Namun, keberadaan fitur ini memicu kritik keras. Iklan Nudify sempat tersebar di platform seperti X, Reddit, dan TikTok. Pihak Reddit dan TikTok bertindak cepat dengan menghapus iklan dan kata kunci terkait. Di sisi lain, Elon Musk memilih bungkam atas isu ini, meskipun keterkaitan dengan Grock 2 sangat jelas.
Sayangnya, hingga saat ini belum ada regulasi eksplisit yang secara tegas melarang konten pornografi berbasis AI atau pembuatan video palsu (deepfake). Isu ini memicu kekhawatiran global akan penyalahgunaan teknologi AI untuk konten yang tidak etis.
Flux AI: Penantang Baru dari Jerman
Di tengah ramainya kontroversi AI, perusahaan Black Forest Lab asal Jerman memperkenalkan Flux AI, generator teks-ke-gambar realistis yang menantang dominasi Adobe Firefly dan Stable Diffusion. Flux AI hadir dalam tiga versi: Flux Pro, Flux Dev, dan Flux Senel. Kelebihannya terletak pada kemampuannya memahami prompt dengan lebih baik dan bekerja secara lokal di komputer pengguna.
Menurut laporan dari Ars Technica, file instalasi Flux AI mencapai 23 GB dan membutuhkan minimal 12 GB VRAM untuk dijalankan dengan lancar. AI ini menawarkan keunggulan dalam menghasilkan gambar yang mendekati kualitas fotografi nyata, bahkan diklaim bisa menyaingi model AI dari perusahaan besar lainnya.
iPhone 16 Bocor, Google Pixel Dikecam
Menuju peluncuran iPhone 16 pada September 2024, bocoran desain dari Sony Dixon mengungkap warna baru—bronze—yang menggantikan titanium biru di iPhone 15 Pro. Meskipun desain masih serupa dengan pendahulunya, Apple dikabarkan akan mengintegrasikan fitur AI berbasis ChatGPT dari OpenAI, langkah yang sempat dikritik oleh Google karena bergantung pada pihak ketiga.
Google sendiri menghadapi kritik terkait program promosi Pixel 9. Influencer yang ingin bergabung dalam program tersebut harus mematuhi sejumlah aturan ketat, termasuk larangan membandingkan produk pesaing secara terbuka. Bocoran perjanjian kolaborasi ini memicu protes dan sejumlah kreator konten memilih mundur demi menjaga reputasi mereka.

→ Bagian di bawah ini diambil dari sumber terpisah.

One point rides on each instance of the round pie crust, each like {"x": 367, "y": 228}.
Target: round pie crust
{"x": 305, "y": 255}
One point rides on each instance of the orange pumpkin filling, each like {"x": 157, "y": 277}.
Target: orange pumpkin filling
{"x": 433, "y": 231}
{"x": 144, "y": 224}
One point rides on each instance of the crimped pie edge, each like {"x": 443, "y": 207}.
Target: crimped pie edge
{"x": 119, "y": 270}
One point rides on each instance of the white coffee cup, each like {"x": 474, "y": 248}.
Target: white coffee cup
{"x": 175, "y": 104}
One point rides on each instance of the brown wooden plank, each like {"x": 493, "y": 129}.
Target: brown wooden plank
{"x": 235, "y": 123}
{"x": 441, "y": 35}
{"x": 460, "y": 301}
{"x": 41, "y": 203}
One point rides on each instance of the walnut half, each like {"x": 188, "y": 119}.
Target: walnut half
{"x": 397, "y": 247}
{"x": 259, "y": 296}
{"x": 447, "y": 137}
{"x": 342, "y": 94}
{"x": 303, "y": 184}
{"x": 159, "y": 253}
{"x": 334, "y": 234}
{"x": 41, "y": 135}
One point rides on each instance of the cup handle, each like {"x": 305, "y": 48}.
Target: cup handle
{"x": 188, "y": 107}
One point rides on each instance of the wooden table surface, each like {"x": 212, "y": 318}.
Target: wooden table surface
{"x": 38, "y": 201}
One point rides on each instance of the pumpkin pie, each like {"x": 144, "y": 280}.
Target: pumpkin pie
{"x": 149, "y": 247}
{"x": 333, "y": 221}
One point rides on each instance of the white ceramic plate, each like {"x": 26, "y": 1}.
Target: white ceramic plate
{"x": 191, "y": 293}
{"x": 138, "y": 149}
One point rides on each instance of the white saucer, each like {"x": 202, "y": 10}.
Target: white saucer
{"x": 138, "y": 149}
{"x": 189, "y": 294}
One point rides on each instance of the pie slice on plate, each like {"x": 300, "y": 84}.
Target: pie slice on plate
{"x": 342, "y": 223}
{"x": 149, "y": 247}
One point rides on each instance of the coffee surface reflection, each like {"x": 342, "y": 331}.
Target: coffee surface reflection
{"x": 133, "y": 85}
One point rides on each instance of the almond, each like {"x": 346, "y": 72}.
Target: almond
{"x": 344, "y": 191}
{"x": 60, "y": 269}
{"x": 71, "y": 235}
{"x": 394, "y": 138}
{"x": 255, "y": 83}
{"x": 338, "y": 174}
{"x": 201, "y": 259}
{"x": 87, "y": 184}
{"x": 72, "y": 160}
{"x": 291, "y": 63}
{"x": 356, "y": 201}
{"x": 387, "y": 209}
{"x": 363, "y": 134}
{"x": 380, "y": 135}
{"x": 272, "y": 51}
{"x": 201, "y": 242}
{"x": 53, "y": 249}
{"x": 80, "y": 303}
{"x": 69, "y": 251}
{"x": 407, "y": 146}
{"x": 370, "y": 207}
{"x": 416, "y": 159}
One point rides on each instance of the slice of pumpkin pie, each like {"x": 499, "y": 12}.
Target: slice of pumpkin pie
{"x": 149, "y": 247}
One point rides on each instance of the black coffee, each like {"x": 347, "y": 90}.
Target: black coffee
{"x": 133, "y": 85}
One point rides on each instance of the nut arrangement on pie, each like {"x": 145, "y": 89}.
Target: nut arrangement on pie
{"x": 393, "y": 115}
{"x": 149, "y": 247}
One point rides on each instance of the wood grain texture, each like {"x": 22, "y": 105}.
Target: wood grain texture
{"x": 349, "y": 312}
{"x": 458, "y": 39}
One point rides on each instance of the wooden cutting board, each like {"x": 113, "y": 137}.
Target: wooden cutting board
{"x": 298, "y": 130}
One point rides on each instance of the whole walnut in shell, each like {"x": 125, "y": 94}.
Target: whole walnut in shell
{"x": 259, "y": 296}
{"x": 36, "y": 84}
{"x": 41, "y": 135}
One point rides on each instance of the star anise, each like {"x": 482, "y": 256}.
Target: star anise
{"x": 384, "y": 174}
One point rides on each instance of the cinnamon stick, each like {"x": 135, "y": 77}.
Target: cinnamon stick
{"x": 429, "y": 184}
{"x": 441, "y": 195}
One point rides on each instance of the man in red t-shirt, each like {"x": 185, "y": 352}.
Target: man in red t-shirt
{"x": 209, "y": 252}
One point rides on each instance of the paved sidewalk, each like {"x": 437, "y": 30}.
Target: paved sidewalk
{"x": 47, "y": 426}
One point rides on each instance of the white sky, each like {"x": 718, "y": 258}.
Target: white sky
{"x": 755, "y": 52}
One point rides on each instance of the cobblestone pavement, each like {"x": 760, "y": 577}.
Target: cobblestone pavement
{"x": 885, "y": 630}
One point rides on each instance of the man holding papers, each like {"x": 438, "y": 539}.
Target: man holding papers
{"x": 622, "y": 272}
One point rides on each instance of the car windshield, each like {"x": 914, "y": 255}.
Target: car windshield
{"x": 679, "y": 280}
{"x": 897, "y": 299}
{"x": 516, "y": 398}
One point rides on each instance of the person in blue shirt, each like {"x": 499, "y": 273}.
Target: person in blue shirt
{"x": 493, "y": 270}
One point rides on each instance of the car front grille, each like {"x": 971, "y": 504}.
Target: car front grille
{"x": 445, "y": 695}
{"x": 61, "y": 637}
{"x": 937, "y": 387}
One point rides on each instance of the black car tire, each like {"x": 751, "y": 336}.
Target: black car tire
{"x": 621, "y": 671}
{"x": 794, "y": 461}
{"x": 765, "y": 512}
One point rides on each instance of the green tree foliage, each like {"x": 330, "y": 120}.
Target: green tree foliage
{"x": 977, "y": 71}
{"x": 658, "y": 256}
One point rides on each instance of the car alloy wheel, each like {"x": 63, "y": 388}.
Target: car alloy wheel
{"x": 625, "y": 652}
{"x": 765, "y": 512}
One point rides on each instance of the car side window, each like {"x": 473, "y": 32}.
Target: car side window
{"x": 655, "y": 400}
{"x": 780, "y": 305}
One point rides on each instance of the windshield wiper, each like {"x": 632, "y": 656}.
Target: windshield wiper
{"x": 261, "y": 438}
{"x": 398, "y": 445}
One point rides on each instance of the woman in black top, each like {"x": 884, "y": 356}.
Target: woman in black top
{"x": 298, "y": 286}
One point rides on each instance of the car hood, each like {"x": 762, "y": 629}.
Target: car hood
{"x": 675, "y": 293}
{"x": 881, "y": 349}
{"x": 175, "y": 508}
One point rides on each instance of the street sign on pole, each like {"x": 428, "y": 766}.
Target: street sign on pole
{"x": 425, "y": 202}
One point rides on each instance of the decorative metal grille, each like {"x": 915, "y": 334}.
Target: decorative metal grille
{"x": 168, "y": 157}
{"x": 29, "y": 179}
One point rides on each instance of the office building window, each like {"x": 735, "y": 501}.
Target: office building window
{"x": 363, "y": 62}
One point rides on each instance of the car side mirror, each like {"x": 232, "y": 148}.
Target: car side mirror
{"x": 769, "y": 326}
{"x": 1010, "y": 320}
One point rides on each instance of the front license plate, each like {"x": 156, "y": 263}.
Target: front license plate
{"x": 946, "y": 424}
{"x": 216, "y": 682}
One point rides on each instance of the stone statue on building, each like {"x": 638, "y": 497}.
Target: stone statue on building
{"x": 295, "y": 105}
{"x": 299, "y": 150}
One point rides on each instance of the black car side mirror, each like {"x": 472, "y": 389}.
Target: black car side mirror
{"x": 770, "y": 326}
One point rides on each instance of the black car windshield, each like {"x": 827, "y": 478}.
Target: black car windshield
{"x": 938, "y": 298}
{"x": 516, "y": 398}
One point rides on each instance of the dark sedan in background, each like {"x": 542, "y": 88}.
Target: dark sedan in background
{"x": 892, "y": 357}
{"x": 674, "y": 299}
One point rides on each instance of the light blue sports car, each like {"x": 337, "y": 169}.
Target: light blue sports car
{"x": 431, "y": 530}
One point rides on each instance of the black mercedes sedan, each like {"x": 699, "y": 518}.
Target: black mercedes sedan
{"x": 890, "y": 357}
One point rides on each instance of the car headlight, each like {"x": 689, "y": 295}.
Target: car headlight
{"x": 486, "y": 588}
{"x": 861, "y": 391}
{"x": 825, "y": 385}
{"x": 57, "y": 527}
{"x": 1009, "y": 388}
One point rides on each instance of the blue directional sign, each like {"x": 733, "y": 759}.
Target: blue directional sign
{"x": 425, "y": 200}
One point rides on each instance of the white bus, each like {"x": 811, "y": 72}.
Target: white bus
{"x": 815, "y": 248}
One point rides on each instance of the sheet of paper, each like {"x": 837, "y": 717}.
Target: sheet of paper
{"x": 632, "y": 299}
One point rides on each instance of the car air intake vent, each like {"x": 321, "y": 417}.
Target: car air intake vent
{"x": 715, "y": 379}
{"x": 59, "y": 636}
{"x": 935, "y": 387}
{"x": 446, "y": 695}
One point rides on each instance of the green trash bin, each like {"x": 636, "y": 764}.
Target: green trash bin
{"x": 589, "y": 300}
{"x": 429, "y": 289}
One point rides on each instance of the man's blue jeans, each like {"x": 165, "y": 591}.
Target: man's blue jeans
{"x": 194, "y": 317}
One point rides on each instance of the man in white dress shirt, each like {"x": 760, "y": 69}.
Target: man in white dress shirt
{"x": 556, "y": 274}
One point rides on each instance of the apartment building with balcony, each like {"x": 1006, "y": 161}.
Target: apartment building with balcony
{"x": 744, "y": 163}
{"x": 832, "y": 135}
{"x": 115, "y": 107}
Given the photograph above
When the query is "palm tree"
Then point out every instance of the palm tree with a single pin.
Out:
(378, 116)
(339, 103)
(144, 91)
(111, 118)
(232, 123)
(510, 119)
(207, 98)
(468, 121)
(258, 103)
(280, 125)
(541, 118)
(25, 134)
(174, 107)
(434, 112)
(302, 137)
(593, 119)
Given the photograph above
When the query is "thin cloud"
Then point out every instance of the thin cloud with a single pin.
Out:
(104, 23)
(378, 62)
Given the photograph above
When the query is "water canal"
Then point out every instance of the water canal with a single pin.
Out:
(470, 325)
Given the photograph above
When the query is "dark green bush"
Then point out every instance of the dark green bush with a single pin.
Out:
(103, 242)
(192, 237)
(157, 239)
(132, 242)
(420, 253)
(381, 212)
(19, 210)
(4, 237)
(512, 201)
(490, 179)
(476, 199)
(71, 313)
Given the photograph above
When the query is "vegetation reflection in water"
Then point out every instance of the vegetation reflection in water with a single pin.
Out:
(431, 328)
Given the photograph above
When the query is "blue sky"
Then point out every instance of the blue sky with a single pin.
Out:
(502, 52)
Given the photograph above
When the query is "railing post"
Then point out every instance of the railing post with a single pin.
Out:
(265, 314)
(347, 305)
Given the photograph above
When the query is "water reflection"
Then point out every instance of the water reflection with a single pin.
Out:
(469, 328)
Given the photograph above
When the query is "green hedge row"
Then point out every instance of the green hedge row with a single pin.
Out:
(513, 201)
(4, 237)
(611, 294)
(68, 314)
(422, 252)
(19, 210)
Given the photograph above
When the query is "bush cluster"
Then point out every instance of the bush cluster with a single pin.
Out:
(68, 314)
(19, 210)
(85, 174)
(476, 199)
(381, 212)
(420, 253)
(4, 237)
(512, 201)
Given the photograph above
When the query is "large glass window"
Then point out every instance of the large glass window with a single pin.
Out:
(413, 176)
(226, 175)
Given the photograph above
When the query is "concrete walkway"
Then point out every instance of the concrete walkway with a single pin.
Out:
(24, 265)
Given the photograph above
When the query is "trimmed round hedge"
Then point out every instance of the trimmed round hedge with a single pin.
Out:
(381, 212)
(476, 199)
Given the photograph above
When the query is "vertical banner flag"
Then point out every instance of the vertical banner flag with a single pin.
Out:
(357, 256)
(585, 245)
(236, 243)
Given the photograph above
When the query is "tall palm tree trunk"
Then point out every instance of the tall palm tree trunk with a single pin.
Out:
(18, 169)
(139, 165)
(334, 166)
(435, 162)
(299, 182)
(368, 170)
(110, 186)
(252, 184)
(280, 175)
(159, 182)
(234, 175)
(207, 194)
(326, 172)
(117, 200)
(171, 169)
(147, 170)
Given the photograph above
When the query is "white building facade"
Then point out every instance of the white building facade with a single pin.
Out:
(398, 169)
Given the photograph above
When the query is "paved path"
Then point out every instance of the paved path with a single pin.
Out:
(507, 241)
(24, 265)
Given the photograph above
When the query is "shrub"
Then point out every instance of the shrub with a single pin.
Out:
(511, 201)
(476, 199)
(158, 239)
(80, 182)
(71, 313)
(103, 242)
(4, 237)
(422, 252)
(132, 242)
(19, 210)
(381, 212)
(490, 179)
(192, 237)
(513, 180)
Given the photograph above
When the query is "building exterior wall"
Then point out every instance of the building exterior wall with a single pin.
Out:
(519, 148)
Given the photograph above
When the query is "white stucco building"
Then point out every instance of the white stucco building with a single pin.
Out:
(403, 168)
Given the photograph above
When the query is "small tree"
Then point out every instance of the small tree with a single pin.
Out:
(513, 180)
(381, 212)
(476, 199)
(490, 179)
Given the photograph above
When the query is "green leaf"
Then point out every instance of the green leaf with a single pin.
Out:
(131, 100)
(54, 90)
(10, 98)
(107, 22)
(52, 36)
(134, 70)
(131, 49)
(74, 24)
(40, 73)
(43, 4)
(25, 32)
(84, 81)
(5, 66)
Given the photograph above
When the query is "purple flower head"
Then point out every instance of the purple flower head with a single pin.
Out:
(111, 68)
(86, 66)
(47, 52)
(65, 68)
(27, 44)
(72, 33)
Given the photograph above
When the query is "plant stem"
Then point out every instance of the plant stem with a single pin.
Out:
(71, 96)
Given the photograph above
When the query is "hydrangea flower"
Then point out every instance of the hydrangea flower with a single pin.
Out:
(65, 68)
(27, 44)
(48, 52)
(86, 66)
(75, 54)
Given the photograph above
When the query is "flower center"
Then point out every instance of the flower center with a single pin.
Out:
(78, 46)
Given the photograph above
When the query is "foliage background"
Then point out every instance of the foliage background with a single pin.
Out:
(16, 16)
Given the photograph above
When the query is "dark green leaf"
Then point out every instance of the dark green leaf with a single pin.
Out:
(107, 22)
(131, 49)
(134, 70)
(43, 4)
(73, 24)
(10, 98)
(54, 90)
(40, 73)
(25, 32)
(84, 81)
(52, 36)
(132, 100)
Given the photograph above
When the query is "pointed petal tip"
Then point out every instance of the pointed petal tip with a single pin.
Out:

Huawei Hadirkan Smartphone Lipat 3 Layar
Dari bocoran terbaru, CEO Huawei terlihat memegang ponsel lipat dengan tiga layar, mirip dengan konsep Flex S milik Samsung yang diperkenalkan pada CES 2022. Ponsel ini bisa dibuka menjadi tablet berukuran 10 inci, menunjukkan bahwa tren layar lipat terus berkembang di pasar gadget global.
Hadiah Fantastis dari Samsung untuk Para Hacker
Samsung menawarkan hadiah hingga Rp6 miliar melalui program Samsung Mobile Security bagi siapa saja yang bisa menemukan celah keamanan kritis. Targetnya termasuk eksekusi kode arbitrer, pembobolan sistem, dan penginstalan aplikasi tanpa izin. Samsung juga menjalankan program bug bounty untuk mendorong keamanan siber lebih baik.
Ancaman Siber dari Korea Utara
Pada pertengahan 2024, Microsoft mengungkap bahwa enam celah keamanan di Windows 11 berhasil dieksploitasi oleh kelompok hacker dari Korea Utara. Mereka mampu mengakses data penting dan menginstal aplikasi tanpa izin. Kelompok yang diduga terlibat adalah APT 38, bagian dari grup Lazarus, yang terkenal karena sejumlah serangan besar seperti peretasan Sony Pictures dan pencurian miliaran dolar dari bursa kripto.
Untungnya, insiden terakhir tidak melibatkan Lazarus secara langsung. Meski begitu, ancaman terhadap sistem keamanan global dari negara seperti Korea Utara menjadi perhatian serius dunia digital saat ini.